De la compétitivité des entreprises à la transition énergétique, de l’intelligence artificielle à la formation des compétences, de la logistique au tourisme, cette Rencontre du Monde Économique a mis en lumière une question centrale : quelle Martinique voulons-nous rendre attractive, et pour qui ?
En ouverture de cette troisième édition, Catherine Rodap, présidente du MEDEF Martinique, a posé un cadre clair, à la fois politique et économique. Refusant toute posture de renoncement, elle a rappelé que la mobilisation des acteurs économiques traduisait une réalité forte : l’économie martiniquaise tient, mais au prix d’une résilience poussée à l’extrême. Une situation qu’elle juge intenable dans la durée.
Pour elle, la Martinique se trouve à un moment charnière, où les choix — ou les non-choix — pèseront durablement sur la compétitivité des entreprises, l’emploi, l’attractivité du territoire et la capacité de la jeunesse à s’y projeter.
« La résilience ne peut pas être un projet de société. »
Panel 1 – Regards institutionnels
Stabiliser et transformer l’économie martiniquaise
Ce premier panel donne le cadre politique et institutionnel de la Rencontre du Monde Économique 2025. Une séquence dense, parfois frontale, où les élus nationaux et territoriaux dressent un constat lucide : la Martinique dispose d’atouts différenciants dans son environnement caribéen, mais son développement reste freiné par l’instabilité des règles, la lourdeur administrative et un modèle économique arrivé à bout de souffle.
Pour Alexandre Ventadour, élu territorial et président de la commission Attractivité, Développement économique, Numérique et Tourisme, la Martinique conserve une singularité stratégique. Stabilité institutionnelle, dispositifs fiscaux, accès au financement et position géostratégique constituent encore des leviers d’investissement, à condition d’assumer un changement de paradigme. Le territoire ne peut plus se penser uniquement comme une extension économique de l’Hexagone, mais comme un espace capable de produire, d’exporter et de bâtir des souverainetés, notamment alimentaires.
« Être en Martinique en ce moment, c’est aussi être à l’endroit où on rebâtit un nouveau système économique. »— Alexandre Ventadour
La sénatrice Catherine Conconne introduit une tonalité plus critique, ancrée dans la réalité quotidienne des chefs d’entreprise. Elle pointe l’instabilité permanente des dispositifs économiques, en particulier LODEOM, et dénonce un décalage profond entre les discours institutionnels et les obstacles concrets rencontrés par les investisseurs. Si la Martinique bénéficie d’un État de droit sécurisant — un avantage comparatif réel dans la Caraïbe — elle souffre, selon elle, d’un excès de procédures, de lenteurs et d’un déni collectif face à l’ampleur des blocages.

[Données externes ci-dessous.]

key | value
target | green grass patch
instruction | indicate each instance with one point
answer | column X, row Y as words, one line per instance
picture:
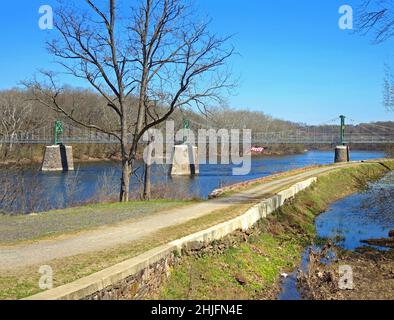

« Sortons du déni et affrontons la réalité avec de vraies lunettes. »— Catherine Conconne
La députée Béatrice Bellay replace le débat dans un contexte budgétaire et macroéconomique contraint. Elle rappelle la fragilité des économies ultramarines face aux arbitrages de l’État et plaide pour une réforme structurelle des dispositifs existants, afin de les rendre plus lisibles et plus efficaces. Pour elle, la stabilisation de l’économie martiniquaise passe par une véritable planification, une meilleure intégration régionale et une remise en question des modèles économiques locaux, afin de créer des emplois mieux rémunérés et durables.
« Nos tissus économiques et sociaux sont fragiles. Ils méritent une attention particulière. »— Béatrice Bellay
Enfin, le député Giovanni William insiste sur la difficulté persistante à faire entendre les réalités martiniquaises au niveau national. Entre évolutions législatives permanentes et empilement normatif, les entreprises évoluent dans un climat d’incertitude peu propice à l’investissement. Il appelle à un véritable choc de simplification et à une adaptation plus fine des lois aux réalités économiques du territoire.
« Il faut un choc de simplification. On en parle depuis des années, mais on ne le fait pas. » — Giovanni William
Ce premier panel pose ainsi un socle clair : la transformation de l’économie martiniquaise ne pourra se faire sans stabilité, lisibilité et rupture assumée avec certains réflexes institutionnels. La question n’est plus seulement d’attirer l’investissement, mais de créer les conditions d’une valeur ajoutée durable, ancrée dans le territoire et ouverte sur la Caraïbe.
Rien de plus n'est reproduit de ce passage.